In my post, Emotions–True or False, I mentioned how after a couple of years of trying to fix my hurting emotions by correcting my thinking, I began to cry out to God to touch and heal my emotions directly. One of the people He used was Ruth Bell Graham. Her poems spoke me to me in the places I hurt. The pain and beauty she expressed spoke to me and answered questions I hadn’t even been able to put into words.
Here is a favorite poem I have returned to recently.
They say
I must not care so much,
or feel so deeply.
I shouldn’t study
or read depressing books
like Under the Rubble,
or China Today.
Rather, I should play,
read Agatha Christie,
and relax.
Which would mean
bottling up my
deepest concerns,
turning off my mind,
and growing bored.
But heart and mind have
no faucets—“Hot” and “cold,”
no switch for“on” and “off.”
Cannot one live
with concern,
read deeply,
and still relax?
Concern, undergirded
with confidence,
knowing that God
is in control?
(From Ruth Bell Graham’s Collected Poems, p. 192. This is one of my favorite and most dog-eared books.)

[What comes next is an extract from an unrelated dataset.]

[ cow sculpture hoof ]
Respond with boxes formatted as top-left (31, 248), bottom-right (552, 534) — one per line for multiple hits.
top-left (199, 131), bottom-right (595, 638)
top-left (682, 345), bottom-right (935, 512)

I thank God for how He continues to use Ruth Bell Graham’s life and words to encourage and strengthen me. Although I only knew her through her poetry and a simple biography I read of her, I admire what I saw: a beautiful and dignified (but not stuffy) lady who loved deeply, hurt deeply, rejoiced deeply and trusted God deeply.
My prayers and thoughts are with her family and friends as they grieve and miss her.